Simon Lochbrunner, SJ

Simón Lochbrunner, SJ en una entrevista sobre el amor de Dios y el imperativo ecológico.
Simón es teólogo y anteriormente trabajo en una granja de agricultura orgánica (ecológica) certificada en el Sur de Alemania. Actualmente trabaja en un centro de pastoral juvenil en San Ansgar, Hamburgo. Se le puede contactar en: simon.lochbrunner(at)jesuiten.org

Simon, ¿qué podemos aprender sobre Dios cuando afrontamos los retos ecológicos de nuestro tiempo?

Dios permanece incomprensible para nosotros. Todos nuestros juicios racionales sobre Dios sólo se pueden tomar de un modo analógico desde el mundo y proyectados hacia Dios. No podemos concluir nada directamente desde Dios mismo para determinar nuestras acciones. En el contexto de destrucción medioambiental, sin embargo, podemos reconocer que Dios ha creado un mundo que puede ser modificado por el ser humano, éste puede intervenir en el proceso creador –incluso de manera tal que puede dañarse a sí mismo.

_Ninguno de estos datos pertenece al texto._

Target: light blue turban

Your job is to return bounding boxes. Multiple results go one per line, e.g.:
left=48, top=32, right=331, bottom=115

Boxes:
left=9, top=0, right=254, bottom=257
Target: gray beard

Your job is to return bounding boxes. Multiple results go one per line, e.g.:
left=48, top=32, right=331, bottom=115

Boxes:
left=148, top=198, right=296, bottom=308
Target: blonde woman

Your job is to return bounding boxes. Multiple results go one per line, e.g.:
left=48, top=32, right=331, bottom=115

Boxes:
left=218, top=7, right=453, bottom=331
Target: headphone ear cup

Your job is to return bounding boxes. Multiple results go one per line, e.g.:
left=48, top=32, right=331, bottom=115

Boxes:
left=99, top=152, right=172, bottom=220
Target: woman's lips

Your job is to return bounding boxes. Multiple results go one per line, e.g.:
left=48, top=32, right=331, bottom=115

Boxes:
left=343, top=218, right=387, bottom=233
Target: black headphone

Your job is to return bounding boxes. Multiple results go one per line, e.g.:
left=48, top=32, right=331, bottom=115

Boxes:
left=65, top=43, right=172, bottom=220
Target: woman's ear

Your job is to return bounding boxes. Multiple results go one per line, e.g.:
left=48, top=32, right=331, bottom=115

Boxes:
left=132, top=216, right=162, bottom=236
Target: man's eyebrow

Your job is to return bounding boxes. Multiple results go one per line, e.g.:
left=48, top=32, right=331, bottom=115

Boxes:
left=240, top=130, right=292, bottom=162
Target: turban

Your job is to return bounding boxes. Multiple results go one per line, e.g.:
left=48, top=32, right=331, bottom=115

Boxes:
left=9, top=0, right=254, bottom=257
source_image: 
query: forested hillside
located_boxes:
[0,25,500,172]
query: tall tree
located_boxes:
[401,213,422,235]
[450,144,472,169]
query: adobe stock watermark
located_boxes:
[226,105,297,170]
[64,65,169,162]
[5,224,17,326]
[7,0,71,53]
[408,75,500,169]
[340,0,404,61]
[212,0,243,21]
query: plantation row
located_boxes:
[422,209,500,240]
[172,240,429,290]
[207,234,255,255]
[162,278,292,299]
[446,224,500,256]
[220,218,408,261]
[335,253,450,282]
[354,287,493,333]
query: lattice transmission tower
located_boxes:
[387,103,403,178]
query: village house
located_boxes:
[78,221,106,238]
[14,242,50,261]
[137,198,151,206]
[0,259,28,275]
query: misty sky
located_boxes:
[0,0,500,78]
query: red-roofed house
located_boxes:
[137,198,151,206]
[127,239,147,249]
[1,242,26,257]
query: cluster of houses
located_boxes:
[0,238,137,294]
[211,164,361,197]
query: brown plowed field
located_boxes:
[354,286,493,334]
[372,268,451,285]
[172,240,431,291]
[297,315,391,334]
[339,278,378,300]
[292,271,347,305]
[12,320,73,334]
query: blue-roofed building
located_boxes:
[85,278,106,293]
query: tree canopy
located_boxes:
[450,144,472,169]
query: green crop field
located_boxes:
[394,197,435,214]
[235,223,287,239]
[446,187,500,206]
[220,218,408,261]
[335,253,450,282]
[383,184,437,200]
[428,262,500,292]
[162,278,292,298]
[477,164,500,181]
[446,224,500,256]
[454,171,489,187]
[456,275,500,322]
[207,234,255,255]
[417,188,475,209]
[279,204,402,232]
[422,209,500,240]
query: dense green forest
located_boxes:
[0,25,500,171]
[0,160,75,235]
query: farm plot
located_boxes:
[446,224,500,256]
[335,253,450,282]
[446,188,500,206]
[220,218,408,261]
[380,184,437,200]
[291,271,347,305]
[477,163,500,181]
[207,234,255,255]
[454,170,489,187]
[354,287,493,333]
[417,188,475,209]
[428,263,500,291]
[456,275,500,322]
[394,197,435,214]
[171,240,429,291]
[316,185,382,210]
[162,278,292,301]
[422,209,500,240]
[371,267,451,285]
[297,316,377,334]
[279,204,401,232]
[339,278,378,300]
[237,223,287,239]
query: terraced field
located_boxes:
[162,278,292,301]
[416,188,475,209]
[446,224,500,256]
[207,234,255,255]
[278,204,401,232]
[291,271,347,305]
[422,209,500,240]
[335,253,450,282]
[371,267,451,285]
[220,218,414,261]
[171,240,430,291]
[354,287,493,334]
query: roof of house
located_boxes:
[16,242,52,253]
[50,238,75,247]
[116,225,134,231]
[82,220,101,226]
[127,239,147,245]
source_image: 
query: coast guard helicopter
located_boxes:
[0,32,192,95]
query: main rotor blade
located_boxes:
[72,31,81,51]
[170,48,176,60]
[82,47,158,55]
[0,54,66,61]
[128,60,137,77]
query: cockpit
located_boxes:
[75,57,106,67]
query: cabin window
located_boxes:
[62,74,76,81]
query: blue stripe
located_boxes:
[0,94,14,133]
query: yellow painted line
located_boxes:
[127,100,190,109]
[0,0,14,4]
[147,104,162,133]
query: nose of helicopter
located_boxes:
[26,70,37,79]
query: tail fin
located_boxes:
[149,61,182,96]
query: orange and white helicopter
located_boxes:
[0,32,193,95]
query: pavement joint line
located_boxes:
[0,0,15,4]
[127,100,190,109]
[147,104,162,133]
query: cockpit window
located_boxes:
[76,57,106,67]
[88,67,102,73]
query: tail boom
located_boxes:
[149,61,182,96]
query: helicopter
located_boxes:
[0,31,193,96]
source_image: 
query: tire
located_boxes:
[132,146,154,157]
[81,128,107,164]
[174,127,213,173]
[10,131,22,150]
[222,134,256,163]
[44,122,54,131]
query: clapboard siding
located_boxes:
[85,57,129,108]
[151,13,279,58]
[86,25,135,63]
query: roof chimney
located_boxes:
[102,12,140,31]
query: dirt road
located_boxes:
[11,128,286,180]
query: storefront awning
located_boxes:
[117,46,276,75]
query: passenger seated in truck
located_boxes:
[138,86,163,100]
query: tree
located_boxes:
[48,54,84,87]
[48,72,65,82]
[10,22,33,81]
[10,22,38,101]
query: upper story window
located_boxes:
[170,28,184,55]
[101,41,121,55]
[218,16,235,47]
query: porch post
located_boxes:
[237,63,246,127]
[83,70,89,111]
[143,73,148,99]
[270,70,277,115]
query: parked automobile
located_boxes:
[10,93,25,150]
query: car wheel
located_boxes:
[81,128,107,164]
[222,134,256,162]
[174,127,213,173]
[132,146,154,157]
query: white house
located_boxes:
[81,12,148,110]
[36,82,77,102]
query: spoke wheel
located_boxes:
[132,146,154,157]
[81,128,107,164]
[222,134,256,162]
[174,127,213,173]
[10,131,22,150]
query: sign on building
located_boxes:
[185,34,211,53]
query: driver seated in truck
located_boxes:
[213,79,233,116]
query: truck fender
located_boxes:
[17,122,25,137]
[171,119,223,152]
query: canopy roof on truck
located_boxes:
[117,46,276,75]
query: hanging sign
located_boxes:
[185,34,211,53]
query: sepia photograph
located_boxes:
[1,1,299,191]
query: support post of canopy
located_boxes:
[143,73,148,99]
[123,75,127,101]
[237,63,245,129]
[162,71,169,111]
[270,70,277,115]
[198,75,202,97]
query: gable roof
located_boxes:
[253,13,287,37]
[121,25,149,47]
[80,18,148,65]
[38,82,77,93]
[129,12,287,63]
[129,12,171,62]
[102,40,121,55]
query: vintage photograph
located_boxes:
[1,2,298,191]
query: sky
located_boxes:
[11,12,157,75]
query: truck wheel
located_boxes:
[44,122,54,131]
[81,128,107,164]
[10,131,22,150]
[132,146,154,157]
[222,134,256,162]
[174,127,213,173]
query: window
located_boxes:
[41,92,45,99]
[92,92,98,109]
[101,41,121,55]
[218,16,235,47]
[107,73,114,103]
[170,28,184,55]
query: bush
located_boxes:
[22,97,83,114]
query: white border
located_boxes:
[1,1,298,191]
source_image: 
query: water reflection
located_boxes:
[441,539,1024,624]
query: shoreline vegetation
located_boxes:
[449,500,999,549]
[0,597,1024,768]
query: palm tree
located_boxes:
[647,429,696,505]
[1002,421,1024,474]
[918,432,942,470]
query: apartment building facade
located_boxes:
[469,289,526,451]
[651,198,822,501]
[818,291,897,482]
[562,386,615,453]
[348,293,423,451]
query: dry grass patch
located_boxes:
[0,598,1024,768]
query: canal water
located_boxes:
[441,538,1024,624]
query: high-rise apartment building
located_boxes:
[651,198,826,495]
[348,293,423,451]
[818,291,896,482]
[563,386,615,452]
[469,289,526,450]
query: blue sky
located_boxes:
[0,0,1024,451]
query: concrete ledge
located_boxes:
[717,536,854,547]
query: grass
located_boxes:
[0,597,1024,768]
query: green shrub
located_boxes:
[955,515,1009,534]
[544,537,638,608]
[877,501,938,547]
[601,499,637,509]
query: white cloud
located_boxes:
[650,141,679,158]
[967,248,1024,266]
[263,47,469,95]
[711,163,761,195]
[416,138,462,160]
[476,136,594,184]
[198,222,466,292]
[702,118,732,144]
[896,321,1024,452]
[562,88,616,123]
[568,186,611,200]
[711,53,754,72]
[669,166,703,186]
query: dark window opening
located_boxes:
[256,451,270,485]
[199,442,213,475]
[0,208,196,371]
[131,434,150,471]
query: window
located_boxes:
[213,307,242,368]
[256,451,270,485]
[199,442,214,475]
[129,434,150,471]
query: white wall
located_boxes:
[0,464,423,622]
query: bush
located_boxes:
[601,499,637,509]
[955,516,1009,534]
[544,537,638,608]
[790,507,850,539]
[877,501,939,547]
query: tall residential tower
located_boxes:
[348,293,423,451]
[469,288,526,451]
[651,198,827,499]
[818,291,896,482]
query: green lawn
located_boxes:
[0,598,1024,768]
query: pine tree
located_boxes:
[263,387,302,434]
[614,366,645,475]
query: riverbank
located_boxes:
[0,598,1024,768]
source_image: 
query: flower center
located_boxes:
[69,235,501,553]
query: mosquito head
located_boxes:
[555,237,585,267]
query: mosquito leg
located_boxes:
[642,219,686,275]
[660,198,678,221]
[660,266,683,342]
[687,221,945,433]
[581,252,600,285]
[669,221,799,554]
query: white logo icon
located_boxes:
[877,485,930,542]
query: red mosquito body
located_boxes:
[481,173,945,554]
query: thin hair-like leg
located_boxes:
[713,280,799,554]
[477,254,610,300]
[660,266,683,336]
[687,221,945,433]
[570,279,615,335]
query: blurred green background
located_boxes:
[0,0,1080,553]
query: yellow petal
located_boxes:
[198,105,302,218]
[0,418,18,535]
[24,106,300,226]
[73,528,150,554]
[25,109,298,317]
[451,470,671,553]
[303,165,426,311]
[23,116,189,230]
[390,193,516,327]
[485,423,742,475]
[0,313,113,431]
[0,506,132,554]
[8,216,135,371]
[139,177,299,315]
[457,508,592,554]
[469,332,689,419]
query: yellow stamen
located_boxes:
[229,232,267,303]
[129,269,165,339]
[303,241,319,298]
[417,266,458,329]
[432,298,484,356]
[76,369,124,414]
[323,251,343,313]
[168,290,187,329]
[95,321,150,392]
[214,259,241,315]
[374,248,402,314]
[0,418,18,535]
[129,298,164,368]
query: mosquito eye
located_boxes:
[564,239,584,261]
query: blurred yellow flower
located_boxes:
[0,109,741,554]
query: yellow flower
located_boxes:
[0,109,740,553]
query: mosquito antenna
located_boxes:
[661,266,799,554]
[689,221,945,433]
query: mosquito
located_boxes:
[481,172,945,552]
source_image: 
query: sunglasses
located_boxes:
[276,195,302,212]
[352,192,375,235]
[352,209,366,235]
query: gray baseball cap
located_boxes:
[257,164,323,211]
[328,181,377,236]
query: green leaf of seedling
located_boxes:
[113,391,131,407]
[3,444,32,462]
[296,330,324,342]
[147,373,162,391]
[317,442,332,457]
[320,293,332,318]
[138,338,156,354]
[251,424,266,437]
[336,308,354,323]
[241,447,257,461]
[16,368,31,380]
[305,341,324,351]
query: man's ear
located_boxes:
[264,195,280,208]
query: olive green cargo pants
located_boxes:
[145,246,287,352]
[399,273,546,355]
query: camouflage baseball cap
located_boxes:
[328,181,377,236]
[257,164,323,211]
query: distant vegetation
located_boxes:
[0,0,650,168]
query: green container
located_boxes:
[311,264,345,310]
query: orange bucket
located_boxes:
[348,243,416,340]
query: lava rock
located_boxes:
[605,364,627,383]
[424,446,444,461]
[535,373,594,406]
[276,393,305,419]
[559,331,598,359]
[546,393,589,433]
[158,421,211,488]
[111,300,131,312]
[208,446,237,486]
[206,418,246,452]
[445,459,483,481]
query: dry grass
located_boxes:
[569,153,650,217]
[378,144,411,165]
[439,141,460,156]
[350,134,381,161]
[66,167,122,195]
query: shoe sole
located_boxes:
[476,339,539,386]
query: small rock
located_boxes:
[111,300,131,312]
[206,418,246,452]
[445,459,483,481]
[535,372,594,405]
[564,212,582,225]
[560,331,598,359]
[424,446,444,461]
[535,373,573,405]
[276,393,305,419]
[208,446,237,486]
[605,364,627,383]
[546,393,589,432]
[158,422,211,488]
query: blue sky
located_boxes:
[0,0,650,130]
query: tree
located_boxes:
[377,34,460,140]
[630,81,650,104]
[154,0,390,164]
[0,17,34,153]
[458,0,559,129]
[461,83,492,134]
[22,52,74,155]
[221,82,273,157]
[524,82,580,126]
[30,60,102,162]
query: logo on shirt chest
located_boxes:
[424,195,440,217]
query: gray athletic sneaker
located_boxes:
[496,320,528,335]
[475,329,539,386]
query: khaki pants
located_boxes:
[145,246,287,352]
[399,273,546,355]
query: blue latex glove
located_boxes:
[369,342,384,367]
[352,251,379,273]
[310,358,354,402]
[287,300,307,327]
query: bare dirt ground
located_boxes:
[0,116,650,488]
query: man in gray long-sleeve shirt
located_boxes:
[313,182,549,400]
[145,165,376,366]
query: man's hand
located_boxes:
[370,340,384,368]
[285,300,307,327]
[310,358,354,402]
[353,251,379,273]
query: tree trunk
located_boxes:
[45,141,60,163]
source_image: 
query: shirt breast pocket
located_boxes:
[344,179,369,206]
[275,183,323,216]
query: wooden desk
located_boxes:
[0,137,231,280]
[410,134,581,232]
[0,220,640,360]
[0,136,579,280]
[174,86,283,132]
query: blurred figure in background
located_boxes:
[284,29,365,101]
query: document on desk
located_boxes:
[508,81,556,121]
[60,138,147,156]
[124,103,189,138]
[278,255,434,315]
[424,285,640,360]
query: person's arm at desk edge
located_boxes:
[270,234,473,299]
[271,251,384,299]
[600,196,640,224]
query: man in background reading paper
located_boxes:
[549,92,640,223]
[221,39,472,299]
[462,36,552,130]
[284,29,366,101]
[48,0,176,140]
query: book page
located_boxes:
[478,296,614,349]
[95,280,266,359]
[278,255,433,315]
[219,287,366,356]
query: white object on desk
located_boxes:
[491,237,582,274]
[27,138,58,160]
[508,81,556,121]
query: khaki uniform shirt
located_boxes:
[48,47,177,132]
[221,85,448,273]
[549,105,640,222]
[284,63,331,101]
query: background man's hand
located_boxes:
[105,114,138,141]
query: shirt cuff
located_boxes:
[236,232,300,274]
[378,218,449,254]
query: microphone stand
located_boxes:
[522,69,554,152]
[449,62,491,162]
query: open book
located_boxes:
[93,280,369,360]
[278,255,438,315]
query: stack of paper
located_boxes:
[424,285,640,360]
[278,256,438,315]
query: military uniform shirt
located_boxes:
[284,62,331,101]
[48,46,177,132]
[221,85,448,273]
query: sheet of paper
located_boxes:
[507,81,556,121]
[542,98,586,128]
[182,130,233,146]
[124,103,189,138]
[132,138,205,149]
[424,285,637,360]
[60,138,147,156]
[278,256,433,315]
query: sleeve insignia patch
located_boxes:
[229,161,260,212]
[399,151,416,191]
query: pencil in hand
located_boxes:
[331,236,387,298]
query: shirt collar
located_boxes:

Si no respondemos a nuestro deber, nosotros (y las generaciones futuras) tendremos que afrontar las consecuencias.

¿Cómo podemos articular la visión del Reino de Dios en estas circunstancias de crisis medioambiental?

La visión del Reino de Dios no se ve afectada por los problemas actuales. Es importante afirmar que nosotros vivimos en la promesa de que no podemos salvarnos, ni redimirnos, a nosotros mismos. Sin embargo, desde la fe inquebrantable en Dios podemos siempre mejorar nuestra relación con la naturaleza en lugar de estar exclusivamente preocupados en nosotros mismos y nuestro mayor beneficio. Esta sería la dinámica básica: intentar hacer lo correcto, en lugar de estar preocupados sólo por obtener alguna ventaja.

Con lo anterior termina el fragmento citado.